I am supposed to show that the open interval $(0,1)$ on the real line $\mathbb{R}$ (with the usual topology) is not compact. I know that one of the examples of an open cover without a finite subcover, in this case, would be $A=\left\{\left(\dfrac{1}{n},1\right)\bigg\rvert n\in\mathbb{N}\right\}$, thus proving that $A$ is not compact.
However, I am trying to prove the same using a different example of an open subcover, $$\mathscr{F}=\left\{\left(\dfrac{1}{2^n},\dfrac{3}{2^n}\right)\bigg\rvert n\in\mathbb{N}\right\}.$$ If it can be shown that the family of sets $\mathscr{F}$ forms an open cover for $(0,1)$, i.e., $\bigcup\limits_{n\in\mathbb{N}}G_n$, where $G_n=\left(\dfrac{1}{2^n},\dfrac{3}{2^n}\right)$, it is straightforward to check that for any $x=\dfrac{1}{2^n}$, where $n\in\mathbb{N}$, it only lies in one of these $G_n$'s. So, removing any one of these open sets from our open cover, in an attempt to find a finite subcover, the family of sets won't form a finite subcover of $(0,1)$. Thus, $(0,1)$ is not compact.
Where I am getting stuck is in actually formally proving that any $x\in(0,1)$ lies in one of these $G_n$'s.
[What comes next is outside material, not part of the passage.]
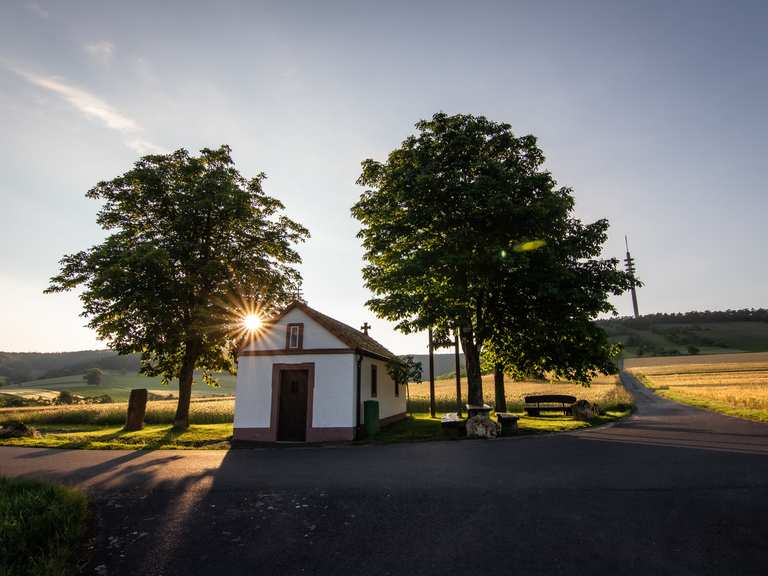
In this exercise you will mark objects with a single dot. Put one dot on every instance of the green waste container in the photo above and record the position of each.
(371, 416)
My intuition here is that by the use of Archimedean principle, for any $x\in(0,1)$, there exists some $k\in\mathbb{N}$ such that $x>\dfrac{1}{k}$. So, let us choose $k$, for a given $x$, such that $\dfrac{1}{k}<x<\dfrac{1}{k-1}$. Again, since this $k>1$, there exists some $n_0\in\mathbb{N}$ such that $2^{n_0-1}<k<2^{n_0}\implies \dfrac{1}{2^{n_0}}<\dfrac{1}{k}<\dfrac{1}{2^{n_0-1}}$. My claim is that $x\in \left(\dfrac{1}{2^{n_0}},\dfrac{3}{2^{n_0}}\right)$, and approach was to try and prove that $\left(\dfrac{1}{k},\dfrac{1}{k-1}\right)\subseteq \left(\dfrac{1}{2^{n_0}},\dfrac{3}{2^{n_0}}\right)$, but I am unable to proceed ahead from this point.
Any help would be highly appreciated, in either proving or disproving the claim that I make in the last sentence.
Best Answer
You need to show those intervals "continuously overlap". That is for any $k \in \mathbb N$ we have $\frac 1{2^{k+1}} < \frac 1{2^k} < \frac 3{2^{k+1}} < \frac 3{2^k}$. That follows as $\frac 12 < 1 < \frac 32 < 3$.
This means $\cup (\frac 1{2^n},\frac 3{2^n}) = (\lim_{n\to \infty} \frac 1{2^n}, \frac 3{2^1}) = (0, \frac 32)$ and so any $x \in (0,1) \in \cup (\frac 1{2^n},\frac 3{2^n})$
However if you can't use limits in that manner, consider:
Let $x \in (0,1)$. Let $K = \{n\in \mathbb N| \frac 1{2^n} < x\}$. $K$ is non-empty. (Proof: Let $n > \log_2 \frac 1x$, then $n \in K$.)
Now the well ordering principle of natural numbers says $K$, being a subset of $\mathbb{N}$, must have a least element $k = \min K; k \in K$ and $k-1 \not \in K$. If $k= 1$ are done $\frac 12 < x < 1 < \frac 32$ so $x \in (\frac 12, \frac 32)$. If $k > 1$ then $k\in K\implies \frac 1{2^k} < x$ and $k-1 \not \in K\implies x \le \frac 1{2^{k-1}} < \frac 3{2^k}$. So $x \in (\frac 1{2^k}, \frac 3{2^k})$.